Colours of Impressionism paints a tourism portrait for SA

Colours of Impressionism paints a tourism portrait for SA

By Eden Panozzo | @EdenPanozzo

The Art Gallery of South Australia is currently presenting Colours of Impressionism: Masterpieces from the Musée D’Orsay, the first major exhibition in South Australia showcasing works of Impressionist art.

Image Courtesy: Eden Panozzo

Over 65 pieces of artwork from the Musée D’Orsay collection have been transported from Paris to feature in the exhibition, with a number of them coming here for the first time.

Held in the nineteenth-century Elder Wing, the exhibition includes some of the works of Monet, Renoir, Degas and Manet from the 1800’s and early 1900’s.

Director Nick Mitzevich said in a media release, it is the most important exhibition ever shown at the Art Gallery of South Australia and he expects it to appeal to a variety of people.

“With so few Impressionist works held in Australian collections, the exhibition presents a rare opportunity for Australians to see the movement’s radical evolution of colour,” he said.

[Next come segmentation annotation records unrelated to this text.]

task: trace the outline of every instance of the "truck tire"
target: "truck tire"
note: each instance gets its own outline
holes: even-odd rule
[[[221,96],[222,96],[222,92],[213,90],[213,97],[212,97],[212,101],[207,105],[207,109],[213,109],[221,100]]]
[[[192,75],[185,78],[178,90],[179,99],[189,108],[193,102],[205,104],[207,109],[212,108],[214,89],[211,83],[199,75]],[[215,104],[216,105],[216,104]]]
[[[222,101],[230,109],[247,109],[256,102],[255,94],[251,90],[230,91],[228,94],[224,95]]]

“It builds on the Art Gallery of South Australia’s aim to present major international exhibitions and significant works of art to Australian audiences.”

Former Minister for Tourism Leon Bignell said in a media release, the exhibition adds to the experiences South Australia has to offer and gives tourists another reason to visit the state.

Having travelled interstate to view art exhibitions before, university student Natalia Reveruzzi was thrilled to have such a famous movement of art displayed in South Australia.

“It was amazing to view them in person, you’re able to see all the intricate details you’d never notice in photographs of the works, like fine brushstrokes and slight colour variations,” she said.

“It’s hard to pick a favourite, but I think I was most drawn to Renoir’s 1875 portrait of Monet as he presents a realistic image of how most of the artist’s days would be spent.”

Impressionism is a style of painting that originated in the 1800’s and focuses on the effect of light and colour rather than the detail of a scene.

The exhibition runs until 29 July 2018 and tickets are available online and at the entrance as you walk in.